A large scrap metal recycler on the upper Minneapolis riverfront is claiming that a state regulator is singling it out over dust emissions and asserting that it has taken every step available to control such particles from its riverside yard.

The assertions came in a letter written for Northern Metal Recycling by Michael Hansel, an engineer and vice president at Barr Engineering. In it, he told the Minnesota Pollution Control Agency (MPCA) that on more than half of the days when particulates measured by a state monitor exceeded standards, the firm couldn't have been responsible for them. The state monitor is located across the street from the firm, the state's largest such metal recycler.

The standard was exceeded for the fifth time in six months on March 19, according to that monitor. The agency posted the infraction on its website but didn't alert the public via e-mail until Friday.

Hansel said Friday that after a company Data Practices Act request, it appears that only one other of the six companies within one-quarter mile of the monitor responded when asked by the agency about their activities. That was GAF, a shingle company on the opposite side of the Lowry Avenue Bridge from Northern Metal. The rooftop monitor is between them.

Hansel asserted to the agency that the wind direction and lack of barge loading operations suggest that the scrap yard didn't contribute to or was a minor factor in all but one of the episodes. He said that unless the agency can show that the firm contributed to the emissions, further controls shouldn't be investigated.

"My client already has every conceivable control measure installed and operating, and is the most tightly controlled and regulated metal shredder in the United States," Hansel said. The firm has three types of dust control mechanisms installed in its shredder building. It also sprays the yard daily and sweeps it twice daily, except in freezing temperatures.

The firm began operating a shredder several years ago to increase the market value of its scrap metal at mills. That followed a long-running controversy in which some area residents sought to block a shredder at a yard where scrap has been processed since 1951.

The MPCA in 2012 modified the company's emissions permit, which a test conducted soon after the shredder began operating in 2009 showed that the company was violating.

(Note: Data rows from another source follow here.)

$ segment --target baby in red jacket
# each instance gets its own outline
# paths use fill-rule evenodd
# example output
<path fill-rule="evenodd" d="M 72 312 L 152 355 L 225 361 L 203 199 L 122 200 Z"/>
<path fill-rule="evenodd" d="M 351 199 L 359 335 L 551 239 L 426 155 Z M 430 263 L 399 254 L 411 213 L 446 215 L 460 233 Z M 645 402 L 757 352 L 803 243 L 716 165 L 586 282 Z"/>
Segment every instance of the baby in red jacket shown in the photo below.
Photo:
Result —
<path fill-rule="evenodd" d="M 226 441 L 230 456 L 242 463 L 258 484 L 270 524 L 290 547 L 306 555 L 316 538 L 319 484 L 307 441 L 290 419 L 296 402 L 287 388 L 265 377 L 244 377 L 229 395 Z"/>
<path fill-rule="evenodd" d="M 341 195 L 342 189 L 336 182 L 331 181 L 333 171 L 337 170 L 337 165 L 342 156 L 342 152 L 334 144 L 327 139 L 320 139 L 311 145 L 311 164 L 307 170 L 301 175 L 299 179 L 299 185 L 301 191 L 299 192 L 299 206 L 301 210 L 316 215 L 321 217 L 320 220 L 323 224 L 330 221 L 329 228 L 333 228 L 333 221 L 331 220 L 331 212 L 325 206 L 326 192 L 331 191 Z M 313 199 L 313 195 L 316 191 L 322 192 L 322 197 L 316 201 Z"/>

The state rejected the need for further environmental studies, sought by area lawmakers, after concluding that the shredder would increase the area's concentration of more dangerous small particles by 2 percent. It installed the monitor shortly afterward. The violations haven't involved the small-particle standard but rather those for overall particles.

Jeff Smith, director of the agency's industrial division, said that because the investigation is continuing, he's limited in what he could say.

He said that Hansel's assertions about the agency not following protocols and location of monitors are based on misunderstandings. He characterized Northern Metal as reluctant to participate in the agency's investigation and said he hopes for more cooperation.